Inclusion criteria were as follows: primipara aged 20–40 years, alive singleton, non-instrumental delivery, suffering from no vaginal bleeding during the evaluation. Relevant sociological and obstetric factors including newborn birth weight, antenatal BMI of the postpartum women, absolute value of BMI rise during pregnancy, delivery modes, duration of labor, were collected at 6–8 weeks postpartum. Exclusion criteria were as follows: severe vaginal or rectal infection, positive pregnancy test, menstrual period, stress/urge urinary incontinence, and pelvic floor organ prolapse ≥ 2 grade (uterus, cystocele, and rectocele during valsalva movement).
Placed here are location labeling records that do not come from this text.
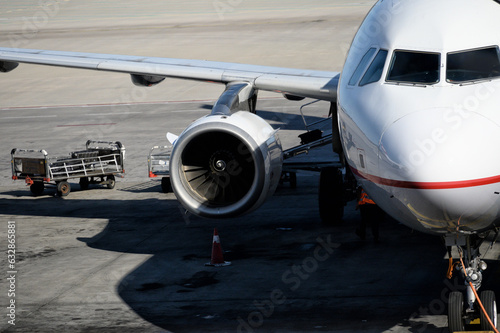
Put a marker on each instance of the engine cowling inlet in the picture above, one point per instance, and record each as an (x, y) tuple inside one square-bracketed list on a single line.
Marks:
[(226, 165)]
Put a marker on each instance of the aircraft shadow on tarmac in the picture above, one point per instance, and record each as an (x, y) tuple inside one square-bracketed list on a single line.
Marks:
[(282, 276)]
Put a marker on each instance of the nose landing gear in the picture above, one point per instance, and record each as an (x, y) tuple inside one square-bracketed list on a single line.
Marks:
[(462, 312)]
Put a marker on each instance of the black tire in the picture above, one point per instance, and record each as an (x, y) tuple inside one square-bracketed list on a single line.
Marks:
[(455, 312), (84, 183), (166, 186), (63, 188), (331, 195), (111, 182), (37, 188), (490, 305)]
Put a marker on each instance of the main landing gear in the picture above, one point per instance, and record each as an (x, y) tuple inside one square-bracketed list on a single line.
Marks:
[(464, 309)]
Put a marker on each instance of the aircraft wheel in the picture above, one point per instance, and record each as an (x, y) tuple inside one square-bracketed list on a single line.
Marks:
[(63, 188), (490, 305), (166, 186), (455, 312), (331, 195), (37, 188), (111, 182), (293, 180), (84, 183)]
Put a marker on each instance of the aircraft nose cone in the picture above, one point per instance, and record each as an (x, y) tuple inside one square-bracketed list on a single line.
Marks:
[(444, 167)]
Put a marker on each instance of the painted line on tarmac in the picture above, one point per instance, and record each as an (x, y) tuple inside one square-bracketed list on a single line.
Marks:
[(79, 125)]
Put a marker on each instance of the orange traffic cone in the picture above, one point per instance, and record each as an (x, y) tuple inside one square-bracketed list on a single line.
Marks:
[(217, 259)]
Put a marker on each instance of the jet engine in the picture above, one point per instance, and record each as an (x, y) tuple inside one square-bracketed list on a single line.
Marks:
[(225, 165)]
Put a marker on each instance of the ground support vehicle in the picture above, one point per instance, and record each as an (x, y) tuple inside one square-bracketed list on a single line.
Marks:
[(99, 163)]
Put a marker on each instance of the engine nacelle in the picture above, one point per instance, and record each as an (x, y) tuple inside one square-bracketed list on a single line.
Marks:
[(226, 165)]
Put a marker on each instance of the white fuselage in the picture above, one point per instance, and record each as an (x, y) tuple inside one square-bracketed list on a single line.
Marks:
[(419, 112)]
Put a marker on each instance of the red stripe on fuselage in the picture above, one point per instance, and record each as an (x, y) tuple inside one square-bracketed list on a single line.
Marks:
[(427, 185)]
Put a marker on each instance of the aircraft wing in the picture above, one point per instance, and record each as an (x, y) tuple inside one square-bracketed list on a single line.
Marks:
[(148, 71)]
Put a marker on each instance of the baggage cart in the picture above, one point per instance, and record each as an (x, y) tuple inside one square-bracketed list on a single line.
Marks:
[(99, 163)]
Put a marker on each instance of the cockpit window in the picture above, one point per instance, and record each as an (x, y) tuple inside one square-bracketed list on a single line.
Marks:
[(374, 72), (414, 67), (473, 65), (361, 66)]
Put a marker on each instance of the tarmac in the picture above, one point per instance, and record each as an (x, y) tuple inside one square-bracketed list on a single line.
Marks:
[(131, 259)]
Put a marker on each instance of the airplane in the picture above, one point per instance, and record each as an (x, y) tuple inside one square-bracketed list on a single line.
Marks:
[(414, 118)]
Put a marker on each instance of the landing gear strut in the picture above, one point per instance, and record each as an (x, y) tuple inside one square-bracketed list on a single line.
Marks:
[(463, 310)]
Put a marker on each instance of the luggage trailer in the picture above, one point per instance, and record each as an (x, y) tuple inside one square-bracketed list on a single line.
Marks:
[(99, 163)]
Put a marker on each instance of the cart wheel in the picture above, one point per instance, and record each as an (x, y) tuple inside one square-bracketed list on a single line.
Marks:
[(166, 186), (63, 188), (37, 188), (111, 181), (84, 183)]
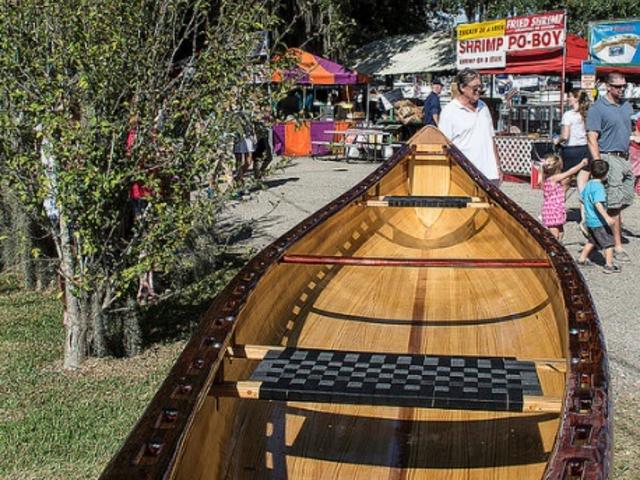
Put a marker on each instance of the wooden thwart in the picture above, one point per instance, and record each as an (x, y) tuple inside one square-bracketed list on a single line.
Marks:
[(251, 390), (258, 352), (428, 202), (416, 262)]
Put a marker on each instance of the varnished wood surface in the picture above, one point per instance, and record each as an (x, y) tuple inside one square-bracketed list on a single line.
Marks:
[(444, 311)]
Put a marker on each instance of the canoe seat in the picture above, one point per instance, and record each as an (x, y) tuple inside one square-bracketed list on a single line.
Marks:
[(449, 382), (428, 202)]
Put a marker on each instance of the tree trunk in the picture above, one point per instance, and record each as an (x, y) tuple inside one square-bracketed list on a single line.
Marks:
[(99, 346), (132, 333), (75, 316)]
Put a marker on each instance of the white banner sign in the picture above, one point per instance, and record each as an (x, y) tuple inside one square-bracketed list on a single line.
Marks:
[(485, 45)]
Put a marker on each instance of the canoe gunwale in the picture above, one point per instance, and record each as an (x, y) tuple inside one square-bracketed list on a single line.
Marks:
[(154, 445)]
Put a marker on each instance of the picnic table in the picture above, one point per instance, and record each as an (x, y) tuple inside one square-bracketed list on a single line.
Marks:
[(362, 143)]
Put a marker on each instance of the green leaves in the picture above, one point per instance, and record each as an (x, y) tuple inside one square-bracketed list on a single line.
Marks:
[(79, 77)]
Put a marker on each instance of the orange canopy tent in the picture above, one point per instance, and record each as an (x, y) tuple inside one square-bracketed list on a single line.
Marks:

Based on delivery modes, postpartum women were divided into cesarean section group and vaginal birth group.

Procedures

The pelvic floor electromyography analysis system (Medlander, MLD A2, Nanjing) consisting of a host computer, a liquid crystal display, electrode wires, disposable vaginal electrodes, body surface electrodes for physiotherapy, etc., was used for detection. To achieve standardization, an experienced therapist instructed on the correct activation of PFMs before the test, and observed whether patients used abdominal, perineal, hip, and gluteal muscles to cause stress at the same time. This ensured that the participants could accurately contract and individually activate PFMs [8]. After they received the instructions and were prepared, the pelvic floor surface electromyographic activity was evaluated using the Glazer protocol, which has five stages: pre-baseline, fast muscle contraction, slow muscle contraction, endurance contraction, and post-baseline.

(1) Pre-baseline stage: Measurement indexes include average mean amplitude (RMS, µV) and variability. This stage helps in the evaluation of resting state of PFMs in the initial stage.

(2) Fast muscle contraction stage: Measurement indexes include maximal peak amplitude (RMS, µV), rising time (s) and falling time (s) of fast muscle. This stage is used to evaluate the contractility of class II muscle fibers of PFMs and the reaction speed of muscle fiber recruitment.

(3) Slow muscle contraction stage: Measurement indexes include average mean amplitude (RMS, µV), variability, rising time (s) and falling time (s) of slow muscle contraction. This stage is used to evaluate the contractility of class I muscle fibers of PFMs and the reaction speed of muscle fiber recruitment.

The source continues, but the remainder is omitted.